Hi Vanessa, Thanks for your question! Sorry for taking a while to reply. The answer is yes if we allow for mixed policies (i.e., where an agent can correlate all of their decision rules for different decisions with a shared random bit), but no if we restrict agents to only be able to use behavioural policies (i.e., decision rules for each of an agent's decisions are independent because they can't access a shared random bit). This is analogous to the difference between mixed and behavioural strategies in extensive form games, where (in general) a subgame perfect equilibrium (SPE) is only guaranteed to exist in mixed strategies (and the game is finite etc by Nash' theorem).

Note that If all agents in the MAIM have perfect recall (where they remember their previous decisions and the information that they knew at previous decisions), then there is guaranteed to exist a SPE in behavioural policies).
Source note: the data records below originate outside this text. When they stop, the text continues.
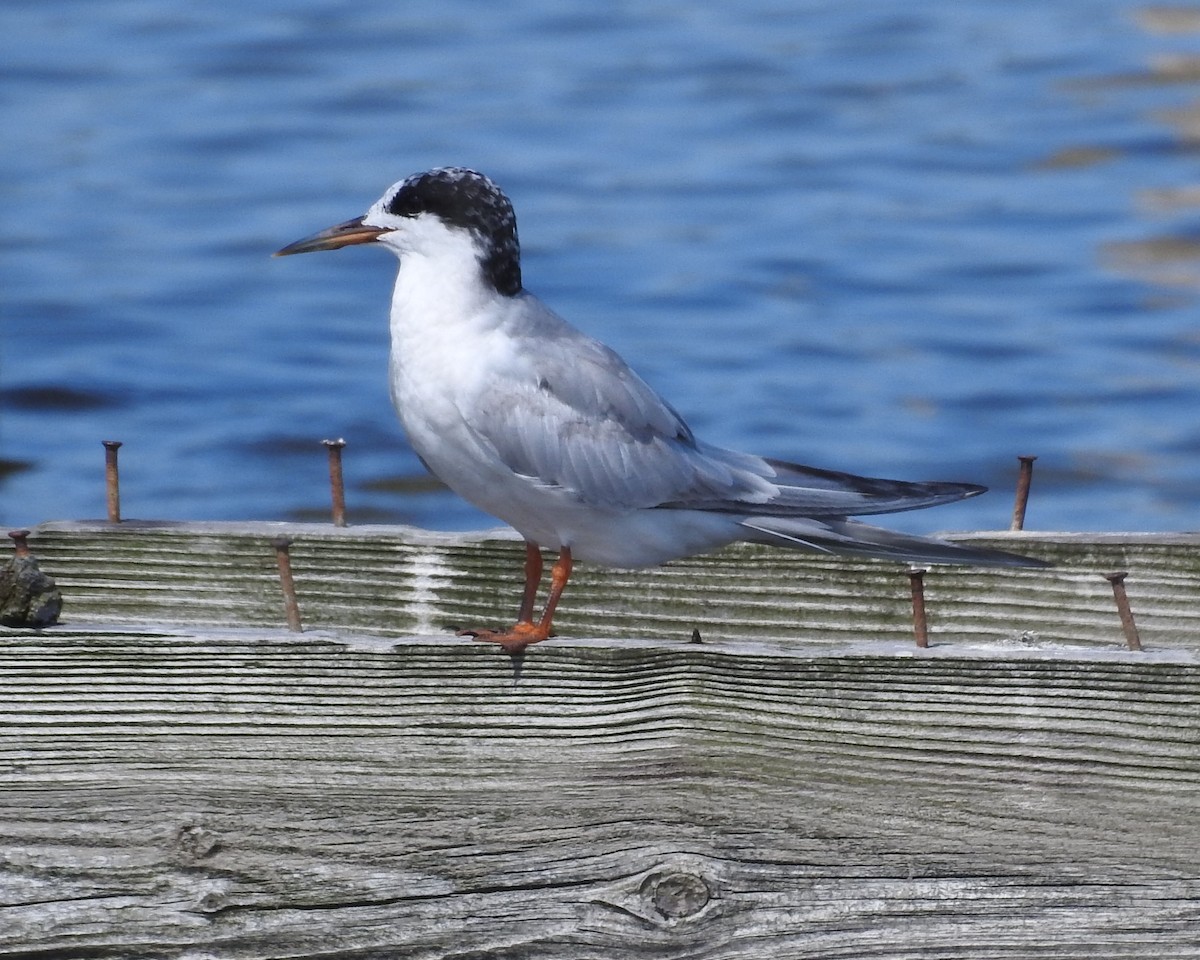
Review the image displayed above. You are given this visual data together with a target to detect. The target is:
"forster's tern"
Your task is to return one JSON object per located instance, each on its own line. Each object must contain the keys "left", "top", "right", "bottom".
{"left": 276, "top": 167, "right": 1045, "bottom": 654}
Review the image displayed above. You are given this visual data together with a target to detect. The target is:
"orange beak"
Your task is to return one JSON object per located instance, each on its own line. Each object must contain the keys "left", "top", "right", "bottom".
{"left": 273, "top": 216, "right": 387, "bottom": 256}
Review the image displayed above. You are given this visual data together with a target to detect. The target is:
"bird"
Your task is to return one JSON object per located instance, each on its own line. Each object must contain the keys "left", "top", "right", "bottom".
{"left": 275, "top": 167, "right": 1046, "bottom": 655}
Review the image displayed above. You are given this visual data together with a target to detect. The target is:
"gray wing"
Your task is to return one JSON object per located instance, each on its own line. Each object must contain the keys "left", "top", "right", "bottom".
{"left": 467, "top": 321, "right": 778, "bottom": 509}
{"left": 467, "top": 300, "right": 985, "bottom": 516}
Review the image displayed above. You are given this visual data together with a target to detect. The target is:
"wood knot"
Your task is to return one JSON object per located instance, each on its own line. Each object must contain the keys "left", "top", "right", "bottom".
{"left": 175, "top": 822, "right": 220, "bottom": 861}
{"left": 647, "top": 870, "right": 711, "bottom": 919}
{"left": 191, "top": 890, "right": 229, "bottom": 915}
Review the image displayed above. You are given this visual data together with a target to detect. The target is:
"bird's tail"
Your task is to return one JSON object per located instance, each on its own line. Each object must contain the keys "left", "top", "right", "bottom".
{"left": 740, "top": 516, "right": 1048, "bottom": 568}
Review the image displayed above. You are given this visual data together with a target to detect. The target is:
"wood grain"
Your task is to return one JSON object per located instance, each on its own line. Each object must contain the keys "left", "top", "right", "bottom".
{"left": 2, "top": 523, "right": 1198, "bottom": 957}
{"left": 1, "top": 628, "right": 1197, "bottom": 957}
{"left": 21, "top": 521, "right": 1200, "bottom": 650}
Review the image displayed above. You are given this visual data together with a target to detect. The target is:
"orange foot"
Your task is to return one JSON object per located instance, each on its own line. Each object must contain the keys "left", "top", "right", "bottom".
{"left": 457, "top": 620, "right": 553, "bottom": 655}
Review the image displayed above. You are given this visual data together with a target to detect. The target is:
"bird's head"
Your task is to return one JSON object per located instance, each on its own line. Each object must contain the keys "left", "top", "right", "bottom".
{"left": 274, "top": 167, "right": 522, "bottom": 296}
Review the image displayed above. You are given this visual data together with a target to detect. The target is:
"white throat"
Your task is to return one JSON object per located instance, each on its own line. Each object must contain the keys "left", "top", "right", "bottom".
{"left": 385, "top": 232, "right": 503, "bottom": 351}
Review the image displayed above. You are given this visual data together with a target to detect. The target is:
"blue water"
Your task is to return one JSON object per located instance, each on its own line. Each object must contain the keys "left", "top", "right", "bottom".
{"left": 3, "top": 0, "right": 1199, "bottom": 535}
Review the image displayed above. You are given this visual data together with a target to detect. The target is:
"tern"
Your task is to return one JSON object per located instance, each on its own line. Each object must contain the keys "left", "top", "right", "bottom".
{"left": 276, "top": 167, "right": 1045, "bottom": 654}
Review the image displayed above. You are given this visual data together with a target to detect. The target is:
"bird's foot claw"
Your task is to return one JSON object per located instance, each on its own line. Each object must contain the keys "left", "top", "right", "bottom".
{"left": 457, "top": 621, "right": 551, "bottom": 655}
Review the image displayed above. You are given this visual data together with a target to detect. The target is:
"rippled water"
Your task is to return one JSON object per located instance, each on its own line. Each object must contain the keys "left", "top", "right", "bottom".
{"left": 3, "top": 0, "right": 1199, "bottom": 535}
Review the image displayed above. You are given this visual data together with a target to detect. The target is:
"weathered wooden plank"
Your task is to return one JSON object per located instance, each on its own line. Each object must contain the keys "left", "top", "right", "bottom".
{"left": 21, "top": 521, "right": 1200, "bottom": 651}
{"left": 0, "top": 628, "right": 1197, "bottom": 957}
{"left": 3, "top": 523, "right": 1198, "bottom": 956}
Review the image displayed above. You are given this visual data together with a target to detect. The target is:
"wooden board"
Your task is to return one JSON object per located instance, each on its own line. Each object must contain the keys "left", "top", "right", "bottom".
{"left": 18, "top": 521, "right": 1200, "bottom": 650}
{"left": 1, "top": 523, "right": 1198, "bottom": 957}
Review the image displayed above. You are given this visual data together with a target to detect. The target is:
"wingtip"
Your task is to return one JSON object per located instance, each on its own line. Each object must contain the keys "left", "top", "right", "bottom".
{"left": 934, "top": 542, "right": 1053, "bottom": 569}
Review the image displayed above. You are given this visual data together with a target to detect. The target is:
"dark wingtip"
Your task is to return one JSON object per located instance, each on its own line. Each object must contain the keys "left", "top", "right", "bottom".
{"left": 943, "top": 543, "right": 1054, "bottom": 569}
{"left": 985, "top": 552, "right": 1053, "bottom": 569}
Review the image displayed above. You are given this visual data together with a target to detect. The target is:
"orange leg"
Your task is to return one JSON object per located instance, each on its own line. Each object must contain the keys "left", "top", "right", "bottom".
{"left": 538, "top": 546, "right": 572, "bottom": 634}
{"left": 458, "top": 544, "right": 573, "bottom": 655}
{"left": 517, "top": 541, "right": 543, "bottom": 624}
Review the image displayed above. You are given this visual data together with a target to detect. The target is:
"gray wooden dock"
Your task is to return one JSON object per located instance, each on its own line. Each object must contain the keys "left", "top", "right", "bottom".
{"left": 2, "top": 521, "right": 1198, "bottom": 958}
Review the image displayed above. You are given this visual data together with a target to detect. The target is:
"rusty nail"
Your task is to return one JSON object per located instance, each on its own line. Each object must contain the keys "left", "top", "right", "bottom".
{"left": 1010, "top": 454, "right": 1037, "bottom": 531}
{"left": 1103, "top": 571, "right": 1142, "bottom": 651}
{"left": 272, "top": 537, "right": 303, "bottom": 633}
{"left": 8, "top": 529, "right": 31, "bottom": 558}
{"left": 102, "top": 440, "right": 123, "bottom": 523}
{"left": 909, "top": 566, "right": 929, "bottom": 648}
{"left": 322, "top": 438, "right": 347, "bottom": 527}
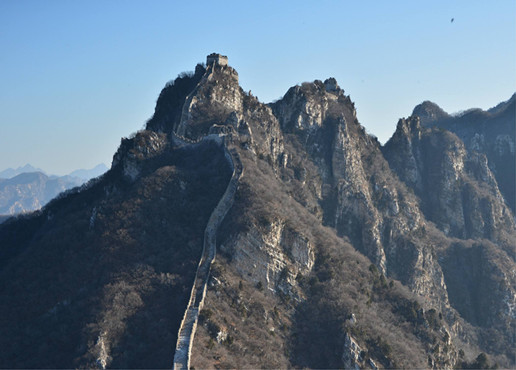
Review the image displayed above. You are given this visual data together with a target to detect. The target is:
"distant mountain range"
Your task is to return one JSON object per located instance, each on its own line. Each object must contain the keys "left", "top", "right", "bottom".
{"left": 0, "top": 55, "right": 513, "bottom": 368}
{"left": 0, "top": 163, "right": 108, "bottom": 180}
{"left": 0, "top": 164, "right": 44, "bottom": 179}
{"left": 0, "top": 172, "right": 83, "bottom": 215}
{"left": 68, "top": 163, "right": 109, "bottom": 181}
{"left": 0, "top": 163, "right": 108, "bottom": 219}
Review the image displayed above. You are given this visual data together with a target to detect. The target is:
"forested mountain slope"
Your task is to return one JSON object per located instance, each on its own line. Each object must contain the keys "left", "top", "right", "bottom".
{"left": 0, "top": 55, "right": 514, "bottom": 369}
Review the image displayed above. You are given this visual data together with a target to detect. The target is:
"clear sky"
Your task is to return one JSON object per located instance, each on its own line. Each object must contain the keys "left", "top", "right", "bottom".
{"left": 1, "top": 0, "right": 515, "bottom": 175}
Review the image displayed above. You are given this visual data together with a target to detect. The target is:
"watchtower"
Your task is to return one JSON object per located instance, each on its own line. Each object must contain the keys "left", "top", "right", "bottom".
{"left": 206, "top": 53, "right": 228, "bottom": 66}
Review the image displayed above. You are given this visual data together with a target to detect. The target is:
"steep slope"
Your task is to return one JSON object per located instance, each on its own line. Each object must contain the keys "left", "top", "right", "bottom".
{"left": 161, "top": 58, "right": 513, "bottom": 367}
{"left": 173, "top": 140, "right": 242, "bottom": 370}
{"left": 382, "top": 117, "right": 514, "bottom": 249}
{"left": 192, "top": 148, "right": 460, "bottom": 368}
{"left": 139, "top": 58, "right": 462, "bottom": 368}
{"left": 0, "top": 54, "right": 513, "bottom": 369}
{"left": 412, "top": 95, "right": 515, "bottom": 213}
{"left": 271, "top": 79, "right": 450, "bottom": 303}
{"left": 382, "top": 118, "right": 516, "bottom": 361}
{"left": 0, "top": 132, "right": 232, "bottom": 368}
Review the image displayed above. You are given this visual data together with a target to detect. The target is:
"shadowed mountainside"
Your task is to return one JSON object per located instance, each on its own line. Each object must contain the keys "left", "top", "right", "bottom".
{"left": 412, "top": 95, "right": 515, "bottom": 214}
{"left": 0, "top": 55, "right": 514, "bottom": 369}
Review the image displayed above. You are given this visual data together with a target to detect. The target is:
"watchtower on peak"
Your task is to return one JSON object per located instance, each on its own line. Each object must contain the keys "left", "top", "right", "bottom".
{"left": 206, "top": 53, "right": 228, "bottom": 66}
In fact, Koller and Milch showed that only a weaker criterion of "sufficient recall" is needed (https://www.semanticscholar.org/paper/Ignorable-Information-in-Multi-Agent-Scenarios-Milch-Koller/5ea036bad72176389cf23545a881636deadc4946).

In a forthcoming journal paper, we expand significantly on the the theoretical underpinnings and advantages of MAIMs and so we will provide more results there.

[-]IlyaShpitser4y20

Pretty interesting.

Since you are interested in policies that operate along some paths only, you might find these of interest:

https://pubmed.ncbi.nlm.nih.gov/31565035/
https://www.ncbi.nlm.nih.gov/pmc/articles/PMC6330047/

We have some recent stuff on generalizing MDPs to have a causal model inside every state ('path dependent structural equation models', to appear in UAI this year).

[-]tom4everitt4y30

Thanks Ilya for those links, in particular the second one looks quite relevant to something we’ve been working on in a rather different context (that's the benefit of speaking the same language!)

We would also be curious to see a draft of the MDP-generalization once you have something ready to share!

[-]IlyaShpitser4y*20

https://auai.org/uai2021/pdf/uai2021.89.preliminary.pdf (this really is preliminary, e.g. they have not yet uploaded a newer version that incorporates peer review suggestions).

---

Can't do stuff in the second paper without worrying about stuff in the first (unless your model is very simple).